Jet is a form of petrified coal which like bone materials has been used for jewellery since prehistoric times. That’s because it’s easy to work with and because of its unique lustre. The ancient Romans created jewellery and amulets from jet and in the Middle Ages, it was used for rosaries all over Europe. Starting in the mid-19th century, during the heyday of jet fashion, large pieces with elaborately carved details were created. Since the material is light-weight, it was particularly well-suited for this purpose. Jet has been largely known as mourning jewellery since that time. For example, Queen Victoria forbade the wearing of all jewellery in the English court after the death of her husband in 1861 – with the exception of jewellery made of jet.
Amber, also referred to as as the “Gold of the Baltic Sea”, continues to maintain its attractiveness to this day. The wide spectrum of its warm colouring and Amber’s good material properties enabled it to be fashioned into wonderful and unique objects over the centuries. But beyond great works of art like the famous Amber Room and the numerous valuable art chamber works of the Renaissance, amber was always a material used in jewellery. We’re particularly excited by the exquisite products of the State Amber Manufactory Königsberg SBK, which produced wonderful chains and brooches between 1926 and 1945. Often mounted in silver, they can make any lover’s heart skip a beat.
Making and wearing jewellery made of hair is a romantic fashion of friendship and memento.

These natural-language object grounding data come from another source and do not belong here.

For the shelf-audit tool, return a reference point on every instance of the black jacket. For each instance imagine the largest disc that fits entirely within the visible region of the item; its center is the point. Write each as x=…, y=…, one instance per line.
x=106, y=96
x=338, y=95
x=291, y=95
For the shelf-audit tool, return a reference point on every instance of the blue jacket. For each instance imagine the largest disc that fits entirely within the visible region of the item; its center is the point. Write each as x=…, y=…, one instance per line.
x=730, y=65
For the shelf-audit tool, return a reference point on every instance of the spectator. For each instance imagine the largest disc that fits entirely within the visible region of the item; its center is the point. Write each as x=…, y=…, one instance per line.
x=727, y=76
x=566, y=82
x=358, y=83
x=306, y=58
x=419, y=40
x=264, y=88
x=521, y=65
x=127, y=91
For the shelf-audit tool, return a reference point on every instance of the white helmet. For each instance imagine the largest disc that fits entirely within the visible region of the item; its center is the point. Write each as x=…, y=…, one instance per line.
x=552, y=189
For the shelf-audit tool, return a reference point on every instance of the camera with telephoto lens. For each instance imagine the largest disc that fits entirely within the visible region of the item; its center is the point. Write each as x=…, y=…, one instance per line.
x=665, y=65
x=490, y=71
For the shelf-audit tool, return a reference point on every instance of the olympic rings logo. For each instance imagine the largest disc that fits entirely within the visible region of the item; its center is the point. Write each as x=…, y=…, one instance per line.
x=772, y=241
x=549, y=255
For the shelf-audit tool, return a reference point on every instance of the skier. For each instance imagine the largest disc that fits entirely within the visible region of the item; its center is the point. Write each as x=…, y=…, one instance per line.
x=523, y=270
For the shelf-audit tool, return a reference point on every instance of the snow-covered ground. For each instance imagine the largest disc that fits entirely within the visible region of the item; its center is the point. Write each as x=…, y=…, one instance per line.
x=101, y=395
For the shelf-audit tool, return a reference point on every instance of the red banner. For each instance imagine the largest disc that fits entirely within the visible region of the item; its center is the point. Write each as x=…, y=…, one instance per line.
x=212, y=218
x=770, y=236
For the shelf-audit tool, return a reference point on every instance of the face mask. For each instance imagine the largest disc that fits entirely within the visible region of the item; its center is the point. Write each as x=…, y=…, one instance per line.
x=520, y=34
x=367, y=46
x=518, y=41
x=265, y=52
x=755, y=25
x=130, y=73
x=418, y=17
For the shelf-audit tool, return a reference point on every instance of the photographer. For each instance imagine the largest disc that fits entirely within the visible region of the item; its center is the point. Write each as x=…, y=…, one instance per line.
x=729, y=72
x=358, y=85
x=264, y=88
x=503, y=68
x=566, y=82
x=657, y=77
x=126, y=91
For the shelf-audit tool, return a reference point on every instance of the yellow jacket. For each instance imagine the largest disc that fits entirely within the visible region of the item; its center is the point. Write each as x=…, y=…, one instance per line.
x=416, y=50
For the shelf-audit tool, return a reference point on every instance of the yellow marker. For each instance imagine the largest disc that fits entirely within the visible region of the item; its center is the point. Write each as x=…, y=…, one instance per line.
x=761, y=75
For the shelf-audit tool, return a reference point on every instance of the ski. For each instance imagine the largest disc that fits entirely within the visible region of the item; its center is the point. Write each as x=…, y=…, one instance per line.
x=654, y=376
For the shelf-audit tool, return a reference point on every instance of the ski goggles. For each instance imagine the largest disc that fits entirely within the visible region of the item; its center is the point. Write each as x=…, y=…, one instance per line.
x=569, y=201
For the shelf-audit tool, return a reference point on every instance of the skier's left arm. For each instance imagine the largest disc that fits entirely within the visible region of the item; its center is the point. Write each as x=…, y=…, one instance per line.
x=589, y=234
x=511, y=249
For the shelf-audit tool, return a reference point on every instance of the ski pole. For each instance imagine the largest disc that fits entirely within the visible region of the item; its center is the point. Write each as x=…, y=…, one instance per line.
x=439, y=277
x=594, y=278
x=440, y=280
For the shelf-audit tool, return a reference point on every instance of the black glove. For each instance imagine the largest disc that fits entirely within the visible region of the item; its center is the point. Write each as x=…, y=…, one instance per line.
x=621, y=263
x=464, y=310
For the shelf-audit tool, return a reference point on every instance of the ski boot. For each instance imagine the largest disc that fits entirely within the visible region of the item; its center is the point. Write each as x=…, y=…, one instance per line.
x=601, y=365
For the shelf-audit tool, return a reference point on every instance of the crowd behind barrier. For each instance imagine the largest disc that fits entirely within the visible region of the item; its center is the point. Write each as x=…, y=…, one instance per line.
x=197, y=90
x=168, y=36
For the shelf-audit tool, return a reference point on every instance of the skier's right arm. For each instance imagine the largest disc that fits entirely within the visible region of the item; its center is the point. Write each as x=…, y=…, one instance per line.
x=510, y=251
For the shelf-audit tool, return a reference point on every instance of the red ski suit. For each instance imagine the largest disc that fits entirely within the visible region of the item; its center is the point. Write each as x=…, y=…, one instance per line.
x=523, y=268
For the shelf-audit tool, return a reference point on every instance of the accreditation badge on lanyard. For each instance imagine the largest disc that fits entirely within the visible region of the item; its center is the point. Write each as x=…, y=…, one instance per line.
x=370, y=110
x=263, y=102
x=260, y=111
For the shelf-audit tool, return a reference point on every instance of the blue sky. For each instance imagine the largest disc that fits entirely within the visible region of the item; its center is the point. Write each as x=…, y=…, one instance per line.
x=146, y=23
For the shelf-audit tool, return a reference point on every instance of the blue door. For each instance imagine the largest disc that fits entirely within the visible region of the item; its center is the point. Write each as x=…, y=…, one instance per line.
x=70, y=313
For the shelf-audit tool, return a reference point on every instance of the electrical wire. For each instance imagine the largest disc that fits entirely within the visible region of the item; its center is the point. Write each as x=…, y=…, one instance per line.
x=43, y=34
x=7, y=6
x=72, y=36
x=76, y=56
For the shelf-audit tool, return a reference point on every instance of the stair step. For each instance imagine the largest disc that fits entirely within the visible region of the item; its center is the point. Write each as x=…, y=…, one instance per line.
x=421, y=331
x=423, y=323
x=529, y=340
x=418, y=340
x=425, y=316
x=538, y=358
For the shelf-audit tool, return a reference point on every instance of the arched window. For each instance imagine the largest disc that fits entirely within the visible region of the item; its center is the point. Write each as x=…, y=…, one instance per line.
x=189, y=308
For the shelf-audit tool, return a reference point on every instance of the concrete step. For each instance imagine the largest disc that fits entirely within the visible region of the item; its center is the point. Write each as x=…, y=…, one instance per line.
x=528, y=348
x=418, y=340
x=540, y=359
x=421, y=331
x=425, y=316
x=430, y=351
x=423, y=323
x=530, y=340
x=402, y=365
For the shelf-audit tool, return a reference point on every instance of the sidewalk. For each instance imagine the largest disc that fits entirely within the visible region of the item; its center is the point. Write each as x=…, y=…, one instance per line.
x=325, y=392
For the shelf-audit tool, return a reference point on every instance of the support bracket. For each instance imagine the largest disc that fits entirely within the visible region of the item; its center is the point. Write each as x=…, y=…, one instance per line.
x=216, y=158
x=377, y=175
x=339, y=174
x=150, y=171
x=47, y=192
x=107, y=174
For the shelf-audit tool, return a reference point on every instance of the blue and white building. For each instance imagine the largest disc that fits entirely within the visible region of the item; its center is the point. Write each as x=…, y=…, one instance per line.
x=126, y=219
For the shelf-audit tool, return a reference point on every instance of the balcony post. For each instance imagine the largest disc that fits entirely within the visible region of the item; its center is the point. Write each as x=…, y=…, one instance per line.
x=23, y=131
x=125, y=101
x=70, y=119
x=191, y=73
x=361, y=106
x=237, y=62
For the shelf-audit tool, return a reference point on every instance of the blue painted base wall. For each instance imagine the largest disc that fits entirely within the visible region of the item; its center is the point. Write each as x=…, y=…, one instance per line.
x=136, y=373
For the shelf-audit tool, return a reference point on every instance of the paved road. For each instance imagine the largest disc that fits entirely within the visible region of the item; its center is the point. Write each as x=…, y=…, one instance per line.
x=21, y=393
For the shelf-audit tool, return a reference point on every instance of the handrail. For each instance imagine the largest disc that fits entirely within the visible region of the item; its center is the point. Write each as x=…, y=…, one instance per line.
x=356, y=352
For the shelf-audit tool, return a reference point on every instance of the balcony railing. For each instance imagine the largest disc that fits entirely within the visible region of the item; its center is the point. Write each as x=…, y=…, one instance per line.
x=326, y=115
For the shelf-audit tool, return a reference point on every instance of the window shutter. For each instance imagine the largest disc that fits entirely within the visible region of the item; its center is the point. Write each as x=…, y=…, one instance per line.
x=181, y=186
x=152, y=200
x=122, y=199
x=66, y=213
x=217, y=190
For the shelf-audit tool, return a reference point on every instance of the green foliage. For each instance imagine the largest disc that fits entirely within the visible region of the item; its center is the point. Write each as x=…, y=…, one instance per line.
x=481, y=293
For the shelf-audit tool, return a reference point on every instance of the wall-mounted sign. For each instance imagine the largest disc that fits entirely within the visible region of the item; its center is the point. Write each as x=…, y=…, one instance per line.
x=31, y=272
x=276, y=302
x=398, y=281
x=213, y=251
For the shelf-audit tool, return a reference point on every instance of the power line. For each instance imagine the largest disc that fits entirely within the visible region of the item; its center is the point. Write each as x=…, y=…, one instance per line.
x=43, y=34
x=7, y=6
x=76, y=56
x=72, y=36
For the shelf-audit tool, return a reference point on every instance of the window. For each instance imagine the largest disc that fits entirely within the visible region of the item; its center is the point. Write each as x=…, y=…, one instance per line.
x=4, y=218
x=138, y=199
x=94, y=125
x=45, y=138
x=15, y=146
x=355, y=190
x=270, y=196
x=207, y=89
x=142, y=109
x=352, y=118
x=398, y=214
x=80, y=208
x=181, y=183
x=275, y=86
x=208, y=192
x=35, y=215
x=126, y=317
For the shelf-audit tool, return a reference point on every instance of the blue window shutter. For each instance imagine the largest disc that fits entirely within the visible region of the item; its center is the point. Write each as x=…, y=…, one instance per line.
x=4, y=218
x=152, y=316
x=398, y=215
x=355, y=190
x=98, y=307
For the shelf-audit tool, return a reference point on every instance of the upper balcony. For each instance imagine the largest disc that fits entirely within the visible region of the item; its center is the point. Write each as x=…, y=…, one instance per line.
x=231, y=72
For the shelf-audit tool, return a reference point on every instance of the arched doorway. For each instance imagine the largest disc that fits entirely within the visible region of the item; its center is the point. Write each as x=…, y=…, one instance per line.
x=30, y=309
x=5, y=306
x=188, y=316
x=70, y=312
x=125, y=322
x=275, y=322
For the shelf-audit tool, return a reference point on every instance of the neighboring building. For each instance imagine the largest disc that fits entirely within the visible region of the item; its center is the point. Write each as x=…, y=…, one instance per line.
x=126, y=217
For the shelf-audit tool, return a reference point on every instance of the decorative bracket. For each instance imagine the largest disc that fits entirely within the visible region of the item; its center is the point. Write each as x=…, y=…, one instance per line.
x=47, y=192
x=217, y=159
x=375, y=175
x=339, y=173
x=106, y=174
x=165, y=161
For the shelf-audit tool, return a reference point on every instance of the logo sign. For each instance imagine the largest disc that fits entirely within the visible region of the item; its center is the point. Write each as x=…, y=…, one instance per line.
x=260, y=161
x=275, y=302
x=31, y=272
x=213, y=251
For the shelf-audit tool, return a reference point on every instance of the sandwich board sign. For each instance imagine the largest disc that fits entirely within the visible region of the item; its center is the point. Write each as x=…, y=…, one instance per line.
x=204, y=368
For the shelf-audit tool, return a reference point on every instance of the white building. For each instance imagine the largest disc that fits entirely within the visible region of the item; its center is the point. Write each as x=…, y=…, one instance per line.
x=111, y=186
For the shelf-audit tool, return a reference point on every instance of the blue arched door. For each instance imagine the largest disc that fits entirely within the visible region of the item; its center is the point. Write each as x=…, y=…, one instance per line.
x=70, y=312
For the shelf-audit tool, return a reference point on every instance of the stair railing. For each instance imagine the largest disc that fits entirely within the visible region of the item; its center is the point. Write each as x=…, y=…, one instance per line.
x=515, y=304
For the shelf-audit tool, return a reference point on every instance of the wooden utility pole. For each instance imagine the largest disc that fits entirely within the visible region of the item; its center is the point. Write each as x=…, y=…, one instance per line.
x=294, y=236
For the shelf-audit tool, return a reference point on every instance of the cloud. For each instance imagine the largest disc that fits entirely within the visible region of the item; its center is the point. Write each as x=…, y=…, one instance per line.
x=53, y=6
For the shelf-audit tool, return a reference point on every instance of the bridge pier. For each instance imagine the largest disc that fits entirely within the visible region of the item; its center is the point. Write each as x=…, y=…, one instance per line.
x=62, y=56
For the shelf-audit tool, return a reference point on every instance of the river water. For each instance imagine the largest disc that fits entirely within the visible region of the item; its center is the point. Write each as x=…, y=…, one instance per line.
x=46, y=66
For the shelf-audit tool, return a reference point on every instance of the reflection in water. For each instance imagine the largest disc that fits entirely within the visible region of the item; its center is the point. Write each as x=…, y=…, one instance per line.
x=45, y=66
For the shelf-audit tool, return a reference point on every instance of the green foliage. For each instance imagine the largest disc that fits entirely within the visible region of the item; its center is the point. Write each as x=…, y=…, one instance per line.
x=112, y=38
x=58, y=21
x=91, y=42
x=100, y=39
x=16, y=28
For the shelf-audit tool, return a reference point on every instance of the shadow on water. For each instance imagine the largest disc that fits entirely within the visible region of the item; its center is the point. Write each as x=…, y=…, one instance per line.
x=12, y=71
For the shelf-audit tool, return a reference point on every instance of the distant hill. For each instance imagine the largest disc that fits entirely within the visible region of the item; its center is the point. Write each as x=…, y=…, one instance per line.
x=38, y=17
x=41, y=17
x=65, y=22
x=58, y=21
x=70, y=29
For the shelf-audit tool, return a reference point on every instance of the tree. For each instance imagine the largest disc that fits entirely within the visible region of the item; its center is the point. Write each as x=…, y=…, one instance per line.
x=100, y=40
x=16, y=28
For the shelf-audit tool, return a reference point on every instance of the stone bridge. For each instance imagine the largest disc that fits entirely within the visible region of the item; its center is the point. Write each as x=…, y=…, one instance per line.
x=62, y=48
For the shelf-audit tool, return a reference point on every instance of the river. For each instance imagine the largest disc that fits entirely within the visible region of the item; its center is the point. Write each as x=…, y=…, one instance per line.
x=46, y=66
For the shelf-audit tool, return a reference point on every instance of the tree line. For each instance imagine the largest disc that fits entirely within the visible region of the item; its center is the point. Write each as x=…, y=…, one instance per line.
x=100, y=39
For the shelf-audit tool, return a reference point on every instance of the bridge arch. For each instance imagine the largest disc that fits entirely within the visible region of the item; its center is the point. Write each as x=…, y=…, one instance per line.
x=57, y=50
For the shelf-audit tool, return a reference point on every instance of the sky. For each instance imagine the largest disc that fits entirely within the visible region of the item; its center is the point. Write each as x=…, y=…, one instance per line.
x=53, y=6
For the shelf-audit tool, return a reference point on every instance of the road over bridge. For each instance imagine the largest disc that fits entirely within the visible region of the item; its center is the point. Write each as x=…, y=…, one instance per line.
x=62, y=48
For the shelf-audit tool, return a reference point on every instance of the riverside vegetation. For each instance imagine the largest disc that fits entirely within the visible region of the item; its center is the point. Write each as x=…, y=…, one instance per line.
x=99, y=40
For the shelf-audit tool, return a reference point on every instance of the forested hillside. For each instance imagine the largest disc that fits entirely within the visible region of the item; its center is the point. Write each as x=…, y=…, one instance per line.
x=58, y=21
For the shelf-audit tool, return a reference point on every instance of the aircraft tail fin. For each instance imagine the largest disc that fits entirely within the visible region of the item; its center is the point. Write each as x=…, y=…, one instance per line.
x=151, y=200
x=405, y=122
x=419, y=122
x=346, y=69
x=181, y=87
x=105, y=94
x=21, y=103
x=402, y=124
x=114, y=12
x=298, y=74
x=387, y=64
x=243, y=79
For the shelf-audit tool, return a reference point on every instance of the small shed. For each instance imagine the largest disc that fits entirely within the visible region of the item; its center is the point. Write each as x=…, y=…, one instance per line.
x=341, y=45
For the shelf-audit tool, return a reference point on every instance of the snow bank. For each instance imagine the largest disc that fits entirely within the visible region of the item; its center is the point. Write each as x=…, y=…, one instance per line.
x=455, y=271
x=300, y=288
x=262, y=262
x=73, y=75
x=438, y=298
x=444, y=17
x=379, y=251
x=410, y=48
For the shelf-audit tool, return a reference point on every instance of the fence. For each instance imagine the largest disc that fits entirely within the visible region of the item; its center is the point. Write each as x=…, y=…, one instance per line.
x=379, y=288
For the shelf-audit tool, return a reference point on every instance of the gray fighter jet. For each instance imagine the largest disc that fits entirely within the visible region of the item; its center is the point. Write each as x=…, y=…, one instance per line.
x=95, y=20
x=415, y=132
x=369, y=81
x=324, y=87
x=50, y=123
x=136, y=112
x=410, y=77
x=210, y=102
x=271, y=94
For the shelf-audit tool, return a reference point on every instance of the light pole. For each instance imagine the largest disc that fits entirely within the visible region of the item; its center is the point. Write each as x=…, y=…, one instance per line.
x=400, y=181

Some of the most beautiful pieces of this kind have their origins in the Biedermeier period and either preserve the hair of loved ones in small medallions or were made directly from hair using a complicated lacing technique. Discover this now forgotten form of remembrance and enjoy the technical finesse of these objects!
We encounter jewellery made of hair for the first time in England in the mid-17th century. So-called “Stuart Crystals” hold a lock of hair from the decapitated King Charles I under a faceted rock crystal. By the beginning of the 19th century, as part of the cult of sensibility, of devotion to friendship and romantic love, jewellery made of hair reached even larger sections of the population (see also our › Topic Page for Mourning and Remembrance). Wigmakers left unemployed by the French Revolution used their knowledge of how to process this special material and created precious works made of hair. The most tender of images and ornaments were braided and sealed behind glass – even Queen Victoria followed this tradition after the death of her husband Albert. The custom of wearing a long-lost lover’s lock of hair in a medallion emerged around this time.